Making invisible paths. – Where poetry mutates into cinema

From Email Poem to 3-Minute Cinematic Piece

Sometimes a project begins with ambition.
Sometimes it begins with almost nothing.

“Invisible Paths” started with two lines in an email.

Anna and I were simply trading lines of poetry back and forth — no discussion of theme, no planning, no attempt to steer the direction. One person would write two lines and send them. The other would reply with two more.
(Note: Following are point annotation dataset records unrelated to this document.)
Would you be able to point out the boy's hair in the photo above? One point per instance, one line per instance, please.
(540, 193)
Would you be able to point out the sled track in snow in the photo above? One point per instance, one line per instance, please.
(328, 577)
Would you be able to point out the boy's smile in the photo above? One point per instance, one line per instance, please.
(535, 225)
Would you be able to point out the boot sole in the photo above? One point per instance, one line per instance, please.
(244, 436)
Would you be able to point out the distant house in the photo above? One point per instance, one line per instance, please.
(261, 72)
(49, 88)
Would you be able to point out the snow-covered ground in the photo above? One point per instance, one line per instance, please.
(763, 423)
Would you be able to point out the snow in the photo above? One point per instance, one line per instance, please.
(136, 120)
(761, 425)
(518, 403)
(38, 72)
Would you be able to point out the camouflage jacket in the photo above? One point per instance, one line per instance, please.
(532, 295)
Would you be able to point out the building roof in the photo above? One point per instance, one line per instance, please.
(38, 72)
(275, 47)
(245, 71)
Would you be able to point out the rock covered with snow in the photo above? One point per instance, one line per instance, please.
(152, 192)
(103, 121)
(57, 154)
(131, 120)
That was the entire “method.”

No outline.
No goal.
Just curiosity and rhythm.

What emerged surprised both of us. A quiet mystical arc appeared on its own, almost as if the poem already existed and we were just uncovering it line by line.

Here is the poem exactly as it formed.

Invisible Paths

Hands move without thinking, tracing invisible paths. You follow them, curious where they lead.

Is there a map leading our journey?
Floating up in a hot-air balloon — we see the horizon.

Closed eyes. Gentle breezes. Clear, crisp air cleansing the senses.
Deep breaths as we let go. Let it all go. Eyes open, bright, ready to see.

Thin air, high altitude. The curvature of the earth. What catches my eye?
A bright shining light. Mind on fire. Curious and free.

Clarity as I descend, layer after layer.
Heavens. Sun. Clouds. Sky. Tippy tops. Cacophony. Earth. Me.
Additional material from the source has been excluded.